A group benefit plan quote is affected by a myriad of factors, from the demographics of your workforce to the current interest rate in Canada and, of course, which benefits you choose to include in your plan.
There are two main categories of group benefits: pooled and experience-rated.
- Pooled benefits: Includes long-term disability, life insurance, and accidental death and dismemberment. Pooled benefits are influenced by the group your advisors work with, rather than by your individual company.
- Experience-rated benefits: Includes health care, dental care, vision, and short-term disability and the costs of these benefits are influenced by your individual company’s usage.
As far as pooled group benefit plans, as a Benefits Consultant article states, “Under a fully pooled underwriting arrangement, the insurance carrier does not review the claims experience of any one particular group, however, focuses on analyzing the experience for their entire block of business to determine required premium rates and rate adjustments annually”.
Think of pooled benefits like a grade bell curve—your premiums are determined not by your usage or demographics as an individual company, but by the larger group you're part of.
Here are some of the factors that may influence the cost of pooled group benefits:
Demographics of your carrier’s pool
This includes an aggregate average of data, such as age, gender, geographic location, and occupation. For example, if there’s little employee turnover in your carrier’s pool and much of the staff remains the same, this would result in a +1 for the age demographics (meaning everyone is a year older).
That could lead to a 5-10% increase in rates. However, employee turnover makes this calculation more complicated. The average occupational demographics also influence pooled group benefit plans cost and premiums. If the majority of your carrier’s pool work in high-risk industries, your life insurance and long-term disability premiums are likely to increase more than if the majority worked in safer, low-risk industries and occupations.
Current interest rate in Canada
Although the impact of the interest rate on benefits premiums tends to be relatively small, it is still worth noting. In general, a low interest rate means higher premiums.
Here are some perks of pooled benefits, according to Inc.
- A community premium rate tends to be lower than individual rates.
- In many cases, premium increases are capped for the first several years of the policy.
- Centralized administration of the policy results in savings in work hours and paperwork.
- Standard rates and benefits do not fluctuate according to company size or workforce health history.
Unlike pooled benefits, the cost of experience-rated benefits are determined solely by your company’s individual data. The overall demographic data of your provider’s pool makes no difference.

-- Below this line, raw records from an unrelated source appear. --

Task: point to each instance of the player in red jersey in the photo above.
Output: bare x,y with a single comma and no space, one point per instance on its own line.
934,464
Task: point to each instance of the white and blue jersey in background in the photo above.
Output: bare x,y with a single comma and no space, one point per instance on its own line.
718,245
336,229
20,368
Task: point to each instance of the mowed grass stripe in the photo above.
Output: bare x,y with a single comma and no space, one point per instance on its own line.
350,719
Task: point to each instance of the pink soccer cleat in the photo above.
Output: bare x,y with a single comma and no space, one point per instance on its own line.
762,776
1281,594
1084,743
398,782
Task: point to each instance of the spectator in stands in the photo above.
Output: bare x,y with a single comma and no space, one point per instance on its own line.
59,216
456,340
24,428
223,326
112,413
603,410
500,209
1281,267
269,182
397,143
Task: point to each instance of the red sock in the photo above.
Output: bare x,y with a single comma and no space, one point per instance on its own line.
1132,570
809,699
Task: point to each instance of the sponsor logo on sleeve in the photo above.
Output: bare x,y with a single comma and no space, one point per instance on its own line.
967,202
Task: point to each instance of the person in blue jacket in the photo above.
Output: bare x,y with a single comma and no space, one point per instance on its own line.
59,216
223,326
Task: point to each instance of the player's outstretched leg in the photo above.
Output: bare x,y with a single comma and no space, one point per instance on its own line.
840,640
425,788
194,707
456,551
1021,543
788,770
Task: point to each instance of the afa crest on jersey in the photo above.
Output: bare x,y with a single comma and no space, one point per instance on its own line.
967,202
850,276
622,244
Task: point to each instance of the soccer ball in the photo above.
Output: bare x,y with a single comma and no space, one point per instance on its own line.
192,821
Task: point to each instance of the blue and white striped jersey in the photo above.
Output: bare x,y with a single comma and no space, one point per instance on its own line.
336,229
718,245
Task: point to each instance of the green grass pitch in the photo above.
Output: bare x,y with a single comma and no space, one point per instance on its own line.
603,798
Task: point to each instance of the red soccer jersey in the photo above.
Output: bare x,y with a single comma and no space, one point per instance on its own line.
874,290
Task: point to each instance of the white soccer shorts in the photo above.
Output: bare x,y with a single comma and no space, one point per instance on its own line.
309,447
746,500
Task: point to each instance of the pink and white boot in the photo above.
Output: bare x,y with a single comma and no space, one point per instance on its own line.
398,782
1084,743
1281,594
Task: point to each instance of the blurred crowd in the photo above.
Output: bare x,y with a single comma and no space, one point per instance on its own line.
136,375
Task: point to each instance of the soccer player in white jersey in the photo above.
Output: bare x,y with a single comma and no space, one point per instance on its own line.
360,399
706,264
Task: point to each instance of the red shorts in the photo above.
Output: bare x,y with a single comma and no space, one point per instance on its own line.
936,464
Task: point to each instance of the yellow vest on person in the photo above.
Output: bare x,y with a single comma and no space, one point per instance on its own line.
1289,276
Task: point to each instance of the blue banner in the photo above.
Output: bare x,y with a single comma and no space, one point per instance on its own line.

Similarly to pooled benefits, with experience-rated benefits health and dental costs are determined by employee demographics. However, costs are also influenced by your organization’s claim history as well as inflation trends. The factors determining the premiums of experience-rated benefits can seem more complicated than pooled benefits, as there are so many of them.
Here are some of the factors that influence the cost of experience-rated benefits:
Type of billing
Does your plan use traditional billing, refund accounting, or administrative services only (ASO)? ASO plans tend to be the lowest cost, but are also the highest risk. It’s important to understand which type of billing is right for you. Learn more about ASO here.
Turnover of employees and company growth
Because the cost of experience-rated benefits is influenced by plan usage, high turnover can increase your fees. Therefore, a company that is in rapid-growth or has to replace employees is likely to have higher premiums at each renewal.
Similar to pooled benefits, experience-rated group benefit plans cost can be influenced by factors such as age, gender and personal life choices. For example, if the average age of your employees is under 30, you’re less likely to see as many dependents (spouses or children) than with an older workforce.
Lifestyle/health of workforce
Are your employees leading healthy lifestyles on average? If so, it could be saving you thousands of dollars per year in group benefits premiums. Healthy employees tend to require fewer medical treatments, meaning that your premium rates won’t increase.
Generally speaking, if your company operates in a high cost-of-living area, then your premiums will be higher than if you live in a low cost-of-living area. Check out this list of most expensive cities in the world to see where yours ranks. We’ll spoil it for you: Vancouver and Toronto top the list.
This one may seem obvious, but the design of your plan can have a huge effect on your premiums, and it’s one of the few factors you can actually control. Changing the copay or deductible rates can reduce claims and premiums.
Service Industry Code (SIC)
The industry you work in has a Service Industry code and that code can determine the cost of your experience-rated benefits. For example, if your SIC shows that your industry is in technology or computer science, you’re likely going to have a cheaper rate than groups in industries like logging, mining, or forestry, which tend to be higher risk.